Can we teach language models to gloss endangered languages?
This work addresses the problem of reducing annotator effort and maintaining consistency in language documentation for endangered languages, but it is incremental as it builds on existing LLM capabilities without introducing a fundamentally new method.
The study tackled automating interlinear glossed text (IGT) generation for endangered languages using large language models (LLMs) with in-context learning, finding that targeted example selection improves performance and LLM-based methods outperform standard transformer baselines without training, though they still underperform supervised state-of-the-art systems.

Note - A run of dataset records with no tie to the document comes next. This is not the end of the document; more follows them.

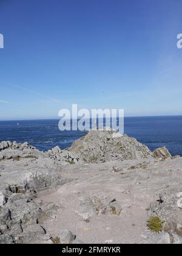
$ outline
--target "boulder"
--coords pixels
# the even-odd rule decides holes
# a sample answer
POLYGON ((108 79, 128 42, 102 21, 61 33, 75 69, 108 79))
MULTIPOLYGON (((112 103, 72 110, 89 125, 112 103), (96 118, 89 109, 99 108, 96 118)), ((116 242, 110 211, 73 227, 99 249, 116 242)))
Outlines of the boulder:
POLYGON ((0 207, 2 207, 6 203, 6 198, 4 193, 0 191, 0 207))
POLYGON ((166 147, 160 148, 157 149, 153 152, 153 155, 158 158, 161 158, 162 159, 166 159, 169 157, 172 158, 172 157, 170 152, 168 151, 166 147))

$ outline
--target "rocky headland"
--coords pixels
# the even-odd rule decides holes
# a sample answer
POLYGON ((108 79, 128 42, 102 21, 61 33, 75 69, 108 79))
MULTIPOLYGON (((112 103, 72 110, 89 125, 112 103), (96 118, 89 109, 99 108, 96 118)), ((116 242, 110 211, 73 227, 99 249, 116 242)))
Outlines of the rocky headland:
POLYGON ((108 128, 0 143, 0 244, 182 243, 182 158, 108 128))

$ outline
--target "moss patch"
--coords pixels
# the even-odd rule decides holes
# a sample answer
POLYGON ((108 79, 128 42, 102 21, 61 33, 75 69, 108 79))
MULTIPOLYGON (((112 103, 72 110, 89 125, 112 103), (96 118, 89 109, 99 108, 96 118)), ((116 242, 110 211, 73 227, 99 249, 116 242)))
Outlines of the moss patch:
POLYGON ((60 238, 59 236, 56 236, 55 238, 53 237, 51 238, 51 240, 54 244, 60 244, 60 238))
POLYGON ((147 227, 150 230, 160 233, 163 230, 164 221, 158 216, 152 217, 147 221, 147 227))

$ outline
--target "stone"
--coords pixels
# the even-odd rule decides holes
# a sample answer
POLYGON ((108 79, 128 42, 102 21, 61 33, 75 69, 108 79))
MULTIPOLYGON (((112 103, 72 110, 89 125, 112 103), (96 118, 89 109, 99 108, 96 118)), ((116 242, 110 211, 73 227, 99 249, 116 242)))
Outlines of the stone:
POLYGON ((79 160, 87 163, 152 157, 148 148, 136 139, 107 127, 103 130, 90 130, 67 151, 75 153, 79 160))
POLYGON ((153 152, 153 155, 158 158, 166 159, 168 157, 172 158, 172 155, 166 147, 160 148, 157 149, 153 152))
POLYGON ((6 203, 6 198, 4 194, 0 191, 0 207, 2 207, 6 203))
POLYGON ((180 199, 177 201, 177 206, 180 209, 182 210, 182 197, 180 198, 180 199))
POLYGON ((170 238, 168 233, 161 232, 160 235, 160 239, 157 242, 158 244, 170 244, 170 238))

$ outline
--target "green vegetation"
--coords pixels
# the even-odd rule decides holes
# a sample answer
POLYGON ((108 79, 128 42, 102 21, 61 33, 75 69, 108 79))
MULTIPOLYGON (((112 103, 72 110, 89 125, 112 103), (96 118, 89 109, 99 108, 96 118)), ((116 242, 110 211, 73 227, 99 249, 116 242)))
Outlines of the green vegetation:
POLYGON ((53 237, 51 238, 51 240, 54 244, 60 244, 60 238, 59 236, 56 236, 56 238, 53 238, 53 237))
POLYGON ((150 230, 157 233, 160 233, 163 230, 164 221, 161 221, 159 217, 152 217, 148 220, 147 227, 150 230))

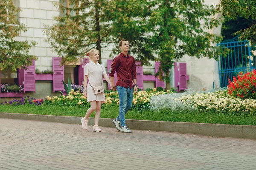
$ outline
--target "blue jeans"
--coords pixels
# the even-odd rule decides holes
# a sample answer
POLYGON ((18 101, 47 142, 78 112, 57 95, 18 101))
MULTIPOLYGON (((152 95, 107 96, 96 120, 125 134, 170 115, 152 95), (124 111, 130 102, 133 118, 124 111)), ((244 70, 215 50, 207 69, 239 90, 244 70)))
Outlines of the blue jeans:
POLYGON ((133 99, 133 88, 130 89, 130 87, 128 87, 128 88, 126 88, 118 85, 116 89, 120 102, 119 115, 116 118, 116 120, 120 121, 121 126, 123 127, 126 125, 125 115, 126 114, 129 109, 131 108, 133 99))

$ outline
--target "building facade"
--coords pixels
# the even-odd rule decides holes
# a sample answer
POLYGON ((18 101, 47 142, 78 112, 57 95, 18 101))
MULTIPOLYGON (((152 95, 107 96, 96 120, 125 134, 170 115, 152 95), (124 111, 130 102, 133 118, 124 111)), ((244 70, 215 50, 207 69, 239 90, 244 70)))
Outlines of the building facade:
MULTIPOLYGON (((19 21, 26 25, 27 27, 27 31, 26 32, 22 32, 20 37, 16 38, 16 40, 31 40, 37 42, 37 45, 32 48, 29 52, 30 54, 35 55, 38 57, 38 60, 35 62, 35 69, 37 69, 41 71, 46 70, 53 70, 53 58, 58 57, 58 54, 51 50, 49 44, 45 42, 46 37, 44 31, 45 25, 52 25, 55 22, 54 20, 54 17, 59 16, 60 12, 54 5, 54 3, 59 2, 59 0, 13 0, 15 5, 22 10, 18 14, 19 21)), ((205 2, 205 3, 208 5, 216 5, 218 3, 218 0, 206 0, 205 2)), ((212 30, 209 30, 209 31, 219 34, 221 30, 221 26, 219 28, 215 28, 212 30)), ((102 53, 102 64, 106 68, 108 68, 108 63, 109 62, 108 60, 113 60, 112 58, 109 57, 111 52, 111 49, 110 48, 110 49, 104 49, 102 53)), ((80 60, 80 62, 81 62, 80 63, 77 64, 78 67, 76 68, 74 68, 71 65, 64 65, 63 76, 65 82, 67 82, 68 77, 74 84, 81 83, 81 77, 80 79, 78 77, 79 76, 78 75, 79 74, 81 74, 81 70, 82 70, 82 68, 83 67, 83 64, 84 62, 83 60, 80 60), (79 66, 81 66, 80 68, 79 66)), ((218 62, 214 60, 208 59, 206 57, 198 59, 194 57, 185 56, 181 59, 180 62, 185 63, 186 65, 186 85, 187 82, 187 87, 196 90, 201 89, 203 88, 209 89, 212 88, 213 82, 215 83, 215 88, 219 87, 218 62), (187 82, 189 77, 189 80, 187 82)), ((157 68, 156 68, 155 66, 158 64, 156 64, 155 62, 152 62, 151 63, 152 65, 151 67, 143 67, 142 72, 140 73, 140 74, 142 74, 143 75, 143 71, 146 71, 148 72, 151 72, 154 74, 157 71, 157 68)), ((180 68, 179 71, 179 70, 180 68)), ((173 75, 172 76, 173 78, 171 84, 175 85, 175 84, 177 84, 177 82, 175 81, 178 81, 179 79, 175 79, 174 78, 175 76, 175 71, 174 68, 172 72, 173 73, 173 75)), ((2 71, 1 74, 0 83, 14 83, 15 80, 12 80, 10 75, 9 77, 8 75, 5 76, 5 74, 8 75, 8 73, 10 74, 10 73, 6 73, 2 71)), ((181 73, 179 73, 180 74, 181 73)), ((176 74, 177 75, 177 74, 176 74)), ((184 76, 183 74, 180 76, 184 76)), ((16 77, 15 76, 14 77, 16 77)), ((156 86, 156 81, 157 81, 157 79, 156 79, 154 77, 154 78, 148 78, 149 77, 148 76, 144 76, 144 77, 142 78, 143 81, 141 87, 142 88, 145 89, 147 88, 154 88, 156 86)), ((36 79, 35 91, 27 91, 26 92, 26 94, 30 95, 35 98, 44 98, 46 95, 56 95, 56 94, 53 92, 53 79, 52 80, 50 79, 47 80, 40 80, 39 78, 37 79, 36 79)), ((54 79, 54 78, 52 79, 54 79)), ((23 82, 22 83, 23 84, 24 82, 23 82)), ((105 88, 107 88, 106 84, 105 84, 105 88)))

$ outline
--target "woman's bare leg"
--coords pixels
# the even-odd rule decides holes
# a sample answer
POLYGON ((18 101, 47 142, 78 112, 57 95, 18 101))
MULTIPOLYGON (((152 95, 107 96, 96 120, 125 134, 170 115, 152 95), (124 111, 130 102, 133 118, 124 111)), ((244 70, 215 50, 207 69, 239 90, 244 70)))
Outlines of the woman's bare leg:
POLYGON ((86 114, 85 114, 85 120, 88 120, 89 117, 92 114, 92 113, 96 110, 96 102, 93 101, 90 102, 91 107, 87 110, 86 114))
POLYGON ((95 116, 94 116, 94 125, 98 125, 98 123, 99 123, 99 117, 100 116, 100 111, 102 102, 97 101, 96 102, 96 111, 95 111, 95 116))

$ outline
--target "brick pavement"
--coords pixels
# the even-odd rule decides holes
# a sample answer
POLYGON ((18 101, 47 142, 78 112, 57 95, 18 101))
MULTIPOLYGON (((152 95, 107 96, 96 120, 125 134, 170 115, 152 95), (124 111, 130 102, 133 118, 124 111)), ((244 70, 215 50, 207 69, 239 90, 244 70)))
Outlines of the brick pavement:
POLYGON ((0 119, 0 170, 256 168, 256 140, 101 128, 0 119))

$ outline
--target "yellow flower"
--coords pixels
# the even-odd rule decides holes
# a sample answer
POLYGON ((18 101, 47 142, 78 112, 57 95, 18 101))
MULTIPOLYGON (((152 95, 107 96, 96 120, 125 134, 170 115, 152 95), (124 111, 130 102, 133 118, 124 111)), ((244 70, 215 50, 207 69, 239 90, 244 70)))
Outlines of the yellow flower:
POLYGON ((106 99, 106 100, 107 100, 107 101, 110 100, 111 99, 112 99, 111 97, 107 97, 107 99, 106 99))

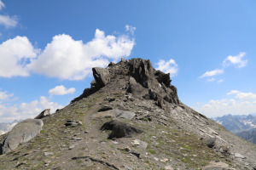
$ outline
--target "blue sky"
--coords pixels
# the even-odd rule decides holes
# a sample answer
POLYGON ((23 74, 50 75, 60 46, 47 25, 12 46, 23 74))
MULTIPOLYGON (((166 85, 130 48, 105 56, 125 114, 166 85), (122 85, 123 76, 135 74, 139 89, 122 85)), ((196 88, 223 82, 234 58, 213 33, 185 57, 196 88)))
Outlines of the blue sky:
POLYGON ((256 2, 0 0, 0 122, 67 105, 91 67, 149 59, 210 117, 256 112, 256 2))

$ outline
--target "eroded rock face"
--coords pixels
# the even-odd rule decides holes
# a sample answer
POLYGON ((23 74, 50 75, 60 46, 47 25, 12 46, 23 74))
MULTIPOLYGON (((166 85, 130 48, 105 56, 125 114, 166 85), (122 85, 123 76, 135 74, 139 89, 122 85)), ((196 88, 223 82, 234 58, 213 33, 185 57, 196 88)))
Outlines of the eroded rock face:
POLYGON ((165 104, 179 104, 177 88, 171 84, 170 74, 155 71, 149 60, 131 59, 111 64, 106 69, 93 68, 95 80, 91 88, 84 91, 73 102, 86 98, 105 86, 126 89, 136 98, 153 99, 165 109, 165 104))
POLYGON ((46 109, 44 111, 42 111, 39 115, 38 115, 35 119, 42 119, 44 117, 50 116, 49 113, 50 109, 46 109))
POLYGON ((131 138, 136 133, 143 133, 142 130, 129 125, 128 123, 112 120, 106 122, 101 128, 101 130, 112 130, 109 134, 108 139, 119 139, 119 138, 131 138))
POLYGON ((101 88, 107 85, 109 81, 109 71, 107 69, 95 67, 92 68, 93 76, 96 81, 96 87, 101 88))
POLYGON ((31 140, 40 133, 43 126, 41 119, 26 119, 19 122, 3 140, 3 154, 15 150, 21 143, 31 140))

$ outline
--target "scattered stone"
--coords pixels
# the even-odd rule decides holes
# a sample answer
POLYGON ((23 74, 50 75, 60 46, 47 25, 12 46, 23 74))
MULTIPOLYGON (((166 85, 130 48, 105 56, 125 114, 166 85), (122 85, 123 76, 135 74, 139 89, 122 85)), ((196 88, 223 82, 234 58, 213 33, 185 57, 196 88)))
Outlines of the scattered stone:
POLYGON ((139 153, 137 150, 136 150, 135 149, 132 149, 130 150, 130 153, 132 155, 135 155, 137 158, 140 157, 141 153, 139 153))
POLYGON ((163 159, 160 159, 160 162, 168 162, 168 159, 167 158, 163 158, 163 159))
POLYGON ((103 107, 102 107, 101 109, 99 109, 98 112, 101 112, 101 111, 107 111, 107 110, 113 110, 113 108, 109 105, 104 105, 103 107))
POLYGON ((45 156, 53 156, 53 152, 44 152, 44 155, 45 156))
POLYGON ((118 148, 118 150, 129 152, 131 150, 131 148, 129 146, 126 146, 125 148, 118 148))
POLYGON ((209 129, 210 133, 218 135, 218 133, 216 131, 214 131, 212 128, 208 128, 208 129, 209 129))
POLYGON ((173 168, 171 166, 165 167, 166 170, 173 170, 173 168))
POLYGON ((73 139, 73 140, 82 140, 83 138, 73 137, 71 139, 73 139))
POLYGON ((140 139, 135 139, 132 141, 132 145, 140 145, 141 144, 141 140, 140 139))
POLYGON ((135 133, 143 133, 142 130, 132 127, 131 125, 126 123, 119 122, 117 120, 112 120, 109 121, 102 127, 102 131, 103 130, 112 130, 112 133, 108 136, 108 139, 118 139, 118 138, 131 138, 135 133))
POLYGON ((213 148, 213 146, 215 145, 215 141, 216 141, 216 138, 210 138, 207 140, 207 145, 209 148, 213 148))
POLYGON ((241 155, 240 153, 235 153, 235 157, 237 157, 237 158, 241 158, 241 159, 244 159, 245 156, 241 155))
POLYGON ((139 145, 140 148, 142 149, 144 149, 146 150, 146 148, 148 147, 148 143, 147 142, 144 142, 144 141, 142 141, 140 140, 140 145, 139 145))
POLYGON ((72 121, 67 121, 67 122, 65 123, 66 127, 78 127, 79 125, 82 125, 82 122, 80 121, 77 121, 77 120, 72 120, 72 121))
POLYGON ((109 71, 107 69, 94 67, 92 68, 92 72, 97 88, 106 86, 110 80, 109 71))
POLYGON ((20 144, 33 139, 40 133, 43 126, 44 122, 41 119, 26 119, 16 124, 2 144, 3 154, 8 153, 17 148, 20 144))
POLYGON ((108 110, 106 111, 101 111, 95 114, 94 117, 117 117, 123 118, 126 120, 131 120, 136 116, 134 112, 125 111, 119 109, 108 110))
POLYGON ((42 111, 39 115, 38 115, 35 119, 42 119, 44 117, 50 116, 49 113, 50 109, 46 109, 44 111, 42 111))
POLYGON ((202 170, 227 170, 229 168, 229 165, 219 162, 210 162, 209 165, 204 167, 202 170))
POLYGON ((119 144, 117 141, 112 141, 112 142, 113 142, 113 144, 119 144))
POLYGON ((74 144, 71 144, 69 147, 68 147, 68 150, 73 150, 74 149, 75 145, 74 144))

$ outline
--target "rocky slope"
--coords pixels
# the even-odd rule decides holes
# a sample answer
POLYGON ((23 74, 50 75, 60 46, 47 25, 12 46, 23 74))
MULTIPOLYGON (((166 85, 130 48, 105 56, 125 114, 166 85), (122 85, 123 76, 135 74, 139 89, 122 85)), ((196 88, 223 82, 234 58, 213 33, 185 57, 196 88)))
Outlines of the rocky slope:
POLYGON ((256 144, 256 129, 242 131, 236 133, 237 136, 243 139, 256 144))
POLYGON ((5 133, 7 132, 9 132, 20 122, 20 121, 15 120, 10 123, 0 122, 0 135, 5 133))
POLYGON ((149 60, 93 76, 90 88, 43 118, 37 137, 0 156, 0 169, 256 168, 255 145, 183 105, 149 60))
POLYGON ((213 120, 233 133, 256 128, 256 116, 253 115, 225 115, 213 120))

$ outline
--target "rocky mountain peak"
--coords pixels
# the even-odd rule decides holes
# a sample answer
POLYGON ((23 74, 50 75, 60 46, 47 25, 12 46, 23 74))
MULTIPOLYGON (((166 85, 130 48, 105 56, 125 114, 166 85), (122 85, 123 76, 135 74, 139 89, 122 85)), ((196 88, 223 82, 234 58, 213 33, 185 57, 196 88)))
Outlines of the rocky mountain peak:
POLYGON ((119 63, 110 63, 105 69, 92 69, 95 80, 90 88, 72 102, 85 98, 100 88, 108 86, 113 88, 122 87, 137 98, 154 99, 164 108, 166 103, 179 104, 177 88, 171 84, 170 74, 156 71, 149 60, 122 60, 119 63))
POLYGON ((90 88, 54 114, 44 110, 37 128, 20 122, 0 136, 0 169, 256 168, 255 145, 183 104, 150 60, 92 72, 90 88))

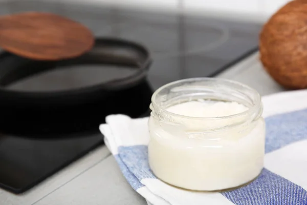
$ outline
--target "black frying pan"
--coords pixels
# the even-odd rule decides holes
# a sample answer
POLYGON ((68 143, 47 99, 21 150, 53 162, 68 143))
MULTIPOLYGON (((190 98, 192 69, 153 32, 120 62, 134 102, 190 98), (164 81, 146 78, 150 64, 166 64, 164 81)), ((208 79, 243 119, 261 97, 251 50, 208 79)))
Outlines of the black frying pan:
POLYGON ((93 49, 78 58, 59 61, 0 55, 0 130, 31 137, 61 136, 97 130, 110 114, 137 117, 145 112, 152 91, 146 77, 151 63, 139 44, 122 39, 99 38, 93 49), (6 87, 55 67, 114 65, 133 68, 127 77, 70 90, 28 92, 6 87))

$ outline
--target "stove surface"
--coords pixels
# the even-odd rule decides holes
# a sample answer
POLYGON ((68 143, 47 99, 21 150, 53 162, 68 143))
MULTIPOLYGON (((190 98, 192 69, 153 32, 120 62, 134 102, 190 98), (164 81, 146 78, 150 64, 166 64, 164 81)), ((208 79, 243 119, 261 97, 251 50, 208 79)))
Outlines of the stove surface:
MULTIPOLYGON (((87 26, 97 37, 122 38, 146 46, 153 59, 148 76, 152 90, 148 90, 148 97, 144 99, 146 106, 151 92, 160 86, 183 78, 214 76, 256 51, 261 26, 71 2, 12 0, 0 3, 2 15, 26 11, 65 16, 87 26)), ((57 68, 6 88, 38 91, 76 88, 134 72, 113 67, 57 68)), ((101 116, 102 122, 104 118, 101 116)), ((78 137, 63 139, 27 139, 3 133, 0 135, 0 186, 15 193, 23 192, 102 144, 98 126, 90 133, 78 133, 78 137)))

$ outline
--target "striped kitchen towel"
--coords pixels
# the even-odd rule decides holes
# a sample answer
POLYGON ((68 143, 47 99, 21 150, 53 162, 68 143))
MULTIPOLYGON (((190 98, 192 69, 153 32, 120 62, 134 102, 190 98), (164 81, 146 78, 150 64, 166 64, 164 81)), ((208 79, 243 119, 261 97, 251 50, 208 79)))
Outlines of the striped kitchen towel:
POLYGON ((154 205, 307 204, 307 90, 262 98, 267 125, 265 169, 251 183, 232 191, 194 192, 162 182, 147 158, 147 118, 108 116, 100 129, 123 174, 154 205))

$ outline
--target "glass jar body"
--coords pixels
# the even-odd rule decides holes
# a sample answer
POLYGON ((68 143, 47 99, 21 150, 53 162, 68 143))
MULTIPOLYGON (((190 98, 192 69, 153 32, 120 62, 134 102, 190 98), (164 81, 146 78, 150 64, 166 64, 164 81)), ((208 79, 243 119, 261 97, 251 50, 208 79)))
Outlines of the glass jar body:
MULTIPOLYGON (((199 83, 193 84, 193 87, 199 83)), ((182 85, 180 87, 182 88, 182 85)), ((189 92, 193 93, 189 88, 189 92)), ((195 92, 198 94, 193 95, 204 99, 204 95, 195 92)), ((180 101, 191 100, 190 95, 174 96, 182 96, 180 101)), ((176 104, 175 98, 166 97, 164 102, 172 100, 176 104)), ((163 109, 168 106, 166 105, 173 104, 168 102, 161 106, 152 104, 148 121, 149 163, 158 178, 186 189, 212 191, 242 186, 260 174, 265 141, 261 105, 253 112, 235 117, 208 119, 172 115, 163 109)), ((251 104, 254 102, 257 103, 251 104)))

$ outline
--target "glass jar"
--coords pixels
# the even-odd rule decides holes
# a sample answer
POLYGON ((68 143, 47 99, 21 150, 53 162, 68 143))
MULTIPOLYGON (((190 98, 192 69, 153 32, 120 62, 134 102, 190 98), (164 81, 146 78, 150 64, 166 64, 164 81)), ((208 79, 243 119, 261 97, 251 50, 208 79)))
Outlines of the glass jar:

Interlinear glossed text (IGT) is a popular format in language documentation projects, where each morpheme is labeled with a descriptive annotation. Automating the creation of interlinear glossed text would be desirable to reduce annotator effort and maintain consistency across annotated corpora. Prior research has explored a number of statistical and neural methods for automatically producing IGT. As large language models (LLMs) have showed promising results across multilingual tasks, even for rare, endangered languages, it is natural to wonder whether they can be utilized for the task of generating IGT. We explore whether LLMs can be effective at the task of interlinear glossing with in-context learning, without any traditional training. We propose new approaches for selecting examples to provide in-context, observing that targeted selection can significantly improve performance. We find that LLM-based methods beat standard transformer baselines, despite requiring no training at all. These approaches still underperform state-of-the-art supervised systems for the task, but are highly practical for researchers outside of the NLP community, requiring minimal effort to use.